A CNN poll of South Carolina voters released Sunday morning, however, painted a much grimmer picture for Warren. The poll showed Biden earning 37% of the statewide vote to Warren’s 16%, with Sanders at 11%. Among Black voters, Warren tallied just 4% of the vote compared to Biden’s 45% and Sanders’ 13%.

Biden and his allies have long viewed Black voters as a crucial backstop for his campaign. While Sanders turned in strong performances in Iowa and New Hampshire in 2016, his campaign floundered as Hillary Clinton, the party’s eventual nominee, routed him among African Americans.

The primary schedule is similar this year. Fourteen states are holding their primaries on March 3, so-called Super Tuesday, when more than 40% of the Democratic delegates are up for grabs. Six of those states, including delegate-rich Texas, are at least 10% Black.

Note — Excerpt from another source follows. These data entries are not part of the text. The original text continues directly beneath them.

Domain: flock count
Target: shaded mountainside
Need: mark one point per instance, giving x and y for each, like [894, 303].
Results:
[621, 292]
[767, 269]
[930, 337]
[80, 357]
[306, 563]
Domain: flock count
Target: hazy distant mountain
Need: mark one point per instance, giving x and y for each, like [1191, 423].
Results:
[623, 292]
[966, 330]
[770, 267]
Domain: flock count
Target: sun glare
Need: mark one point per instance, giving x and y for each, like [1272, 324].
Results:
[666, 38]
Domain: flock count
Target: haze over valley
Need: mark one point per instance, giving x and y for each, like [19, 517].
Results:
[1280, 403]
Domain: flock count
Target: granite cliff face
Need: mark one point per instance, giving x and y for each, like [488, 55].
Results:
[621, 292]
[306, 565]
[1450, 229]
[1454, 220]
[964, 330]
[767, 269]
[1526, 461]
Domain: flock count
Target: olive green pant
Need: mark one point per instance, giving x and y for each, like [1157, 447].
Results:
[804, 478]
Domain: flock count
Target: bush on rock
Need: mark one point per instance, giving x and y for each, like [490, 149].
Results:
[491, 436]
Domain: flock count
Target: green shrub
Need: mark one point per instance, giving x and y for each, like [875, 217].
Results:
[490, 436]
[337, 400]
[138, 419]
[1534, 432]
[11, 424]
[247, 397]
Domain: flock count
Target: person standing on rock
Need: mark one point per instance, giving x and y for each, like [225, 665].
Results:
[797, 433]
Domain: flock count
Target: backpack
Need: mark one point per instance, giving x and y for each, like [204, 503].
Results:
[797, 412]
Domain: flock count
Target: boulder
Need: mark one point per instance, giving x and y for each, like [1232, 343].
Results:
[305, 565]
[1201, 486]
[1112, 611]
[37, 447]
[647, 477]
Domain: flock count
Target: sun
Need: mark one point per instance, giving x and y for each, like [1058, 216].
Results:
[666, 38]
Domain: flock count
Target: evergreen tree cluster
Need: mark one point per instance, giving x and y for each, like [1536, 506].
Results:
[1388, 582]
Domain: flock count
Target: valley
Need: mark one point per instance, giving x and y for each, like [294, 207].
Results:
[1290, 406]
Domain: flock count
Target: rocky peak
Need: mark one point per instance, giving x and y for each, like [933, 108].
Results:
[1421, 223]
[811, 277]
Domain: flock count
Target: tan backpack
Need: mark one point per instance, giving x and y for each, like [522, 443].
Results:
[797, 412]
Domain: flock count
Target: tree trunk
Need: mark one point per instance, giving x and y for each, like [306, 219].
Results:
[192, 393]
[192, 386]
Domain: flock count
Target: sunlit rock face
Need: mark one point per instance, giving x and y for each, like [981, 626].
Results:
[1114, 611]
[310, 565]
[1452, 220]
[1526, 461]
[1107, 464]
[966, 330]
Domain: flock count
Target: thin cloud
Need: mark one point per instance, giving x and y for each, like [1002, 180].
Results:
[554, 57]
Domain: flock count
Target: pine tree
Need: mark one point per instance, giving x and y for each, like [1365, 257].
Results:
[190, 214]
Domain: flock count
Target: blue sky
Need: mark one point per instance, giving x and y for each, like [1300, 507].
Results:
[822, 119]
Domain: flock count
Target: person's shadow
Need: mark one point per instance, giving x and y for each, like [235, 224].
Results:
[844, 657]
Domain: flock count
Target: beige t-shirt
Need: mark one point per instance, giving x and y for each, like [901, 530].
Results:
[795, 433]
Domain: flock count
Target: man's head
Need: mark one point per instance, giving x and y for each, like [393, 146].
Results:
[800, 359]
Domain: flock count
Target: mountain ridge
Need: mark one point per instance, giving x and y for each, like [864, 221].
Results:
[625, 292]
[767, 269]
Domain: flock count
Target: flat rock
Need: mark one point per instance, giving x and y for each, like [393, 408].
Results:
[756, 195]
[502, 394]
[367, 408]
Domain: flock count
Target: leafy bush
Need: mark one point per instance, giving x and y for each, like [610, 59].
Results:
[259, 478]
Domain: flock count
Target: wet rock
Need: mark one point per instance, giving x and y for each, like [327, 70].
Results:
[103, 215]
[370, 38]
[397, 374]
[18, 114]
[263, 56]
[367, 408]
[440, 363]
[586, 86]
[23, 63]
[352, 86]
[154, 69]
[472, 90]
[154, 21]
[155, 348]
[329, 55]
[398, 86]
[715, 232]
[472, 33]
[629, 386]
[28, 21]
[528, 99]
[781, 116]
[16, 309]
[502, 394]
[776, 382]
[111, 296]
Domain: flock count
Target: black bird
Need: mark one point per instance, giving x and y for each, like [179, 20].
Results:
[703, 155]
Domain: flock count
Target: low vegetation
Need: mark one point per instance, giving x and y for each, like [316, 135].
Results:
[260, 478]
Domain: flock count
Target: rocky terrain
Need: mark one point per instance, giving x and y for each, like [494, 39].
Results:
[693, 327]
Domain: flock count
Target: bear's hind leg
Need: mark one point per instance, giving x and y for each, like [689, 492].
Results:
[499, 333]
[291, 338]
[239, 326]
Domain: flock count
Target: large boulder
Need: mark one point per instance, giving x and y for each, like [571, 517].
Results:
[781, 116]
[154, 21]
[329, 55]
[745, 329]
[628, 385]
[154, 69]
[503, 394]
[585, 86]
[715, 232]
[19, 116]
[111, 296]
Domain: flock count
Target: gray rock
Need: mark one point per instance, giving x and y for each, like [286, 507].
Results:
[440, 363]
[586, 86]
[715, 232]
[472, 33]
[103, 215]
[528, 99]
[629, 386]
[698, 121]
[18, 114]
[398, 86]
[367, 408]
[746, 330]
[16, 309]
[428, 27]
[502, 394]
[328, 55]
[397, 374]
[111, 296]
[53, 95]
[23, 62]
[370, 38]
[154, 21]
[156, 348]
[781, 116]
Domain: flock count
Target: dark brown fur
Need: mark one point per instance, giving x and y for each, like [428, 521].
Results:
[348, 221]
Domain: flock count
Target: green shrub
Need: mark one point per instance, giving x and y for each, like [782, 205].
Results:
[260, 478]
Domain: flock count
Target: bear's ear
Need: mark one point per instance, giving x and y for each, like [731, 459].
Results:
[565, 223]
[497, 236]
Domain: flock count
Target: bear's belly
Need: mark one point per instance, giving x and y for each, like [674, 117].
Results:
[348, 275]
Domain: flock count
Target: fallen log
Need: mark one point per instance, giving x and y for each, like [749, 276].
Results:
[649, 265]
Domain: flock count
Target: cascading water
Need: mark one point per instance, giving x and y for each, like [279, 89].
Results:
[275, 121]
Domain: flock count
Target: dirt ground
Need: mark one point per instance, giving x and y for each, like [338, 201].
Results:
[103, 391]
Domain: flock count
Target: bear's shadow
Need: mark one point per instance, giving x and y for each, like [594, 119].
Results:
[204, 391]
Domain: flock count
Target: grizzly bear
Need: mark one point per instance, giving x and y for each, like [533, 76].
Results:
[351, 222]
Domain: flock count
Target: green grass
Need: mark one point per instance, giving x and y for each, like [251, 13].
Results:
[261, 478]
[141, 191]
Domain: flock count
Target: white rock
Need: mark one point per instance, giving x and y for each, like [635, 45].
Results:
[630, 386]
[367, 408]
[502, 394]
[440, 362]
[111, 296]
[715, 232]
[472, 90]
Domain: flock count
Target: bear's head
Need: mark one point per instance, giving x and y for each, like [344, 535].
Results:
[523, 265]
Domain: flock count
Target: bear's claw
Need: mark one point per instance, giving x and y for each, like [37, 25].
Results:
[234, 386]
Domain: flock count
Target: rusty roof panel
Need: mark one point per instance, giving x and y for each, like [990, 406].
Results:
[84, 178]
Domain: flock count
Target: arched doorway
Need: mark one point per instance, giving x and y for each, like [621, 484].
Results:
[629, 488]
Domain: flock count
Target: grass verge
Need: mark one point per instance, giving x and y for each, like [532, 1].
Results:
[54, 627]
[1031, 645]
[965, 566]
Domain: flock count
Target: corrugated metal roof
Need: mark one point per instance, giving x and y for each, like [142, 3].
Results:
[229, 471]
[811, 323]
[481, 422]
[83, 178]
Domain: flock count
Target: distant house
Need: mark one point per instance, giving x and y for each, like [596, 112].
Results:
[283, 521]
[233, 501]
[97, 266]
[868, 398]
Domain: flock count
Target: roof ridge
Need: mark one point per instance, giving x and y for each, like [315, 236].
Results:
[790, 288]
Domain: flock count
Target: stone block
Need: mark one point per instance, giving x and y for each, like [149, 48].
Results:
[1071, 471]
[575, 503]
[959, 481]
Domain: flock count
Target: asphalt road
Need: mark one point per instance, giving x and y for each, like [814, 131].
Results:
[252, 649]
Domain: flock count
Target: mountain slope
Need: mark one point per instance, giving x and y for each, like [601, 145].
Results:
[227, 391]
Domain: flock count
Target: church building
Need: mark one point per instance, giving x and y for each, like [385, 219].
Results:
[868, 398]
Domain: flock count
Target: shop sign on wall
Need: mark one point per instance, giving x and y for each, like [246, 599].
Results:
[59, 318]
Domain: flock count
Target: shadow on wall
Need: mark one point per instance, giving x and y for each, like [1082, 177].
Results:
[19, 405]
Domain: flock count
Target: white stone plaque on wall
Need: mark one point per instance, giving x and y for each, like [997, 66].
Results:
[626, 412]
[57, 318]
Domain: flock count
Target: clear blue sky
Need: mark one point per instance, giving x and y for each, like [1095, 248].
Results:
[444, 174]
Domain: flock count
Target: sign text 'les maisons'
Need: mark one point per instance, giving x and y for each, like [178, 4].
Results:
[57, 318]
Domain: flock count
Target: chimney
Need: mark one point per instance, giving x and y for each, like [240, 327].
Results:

But state Rep. Kambrell Garvin, another Warren backer, suggested Biden and others shouldn’t count on South Carolina’s voters to stay static, and noted the results in Iowa and New Hampshire could sway their votes.

“I know South Carolina for some of the other campaigns is considered to be a firewall state, but I don’t know if that’s a good strategy,” he said. “I think African-American voters are not monolithic, and I think they’re going to make decisions that best suit their community.”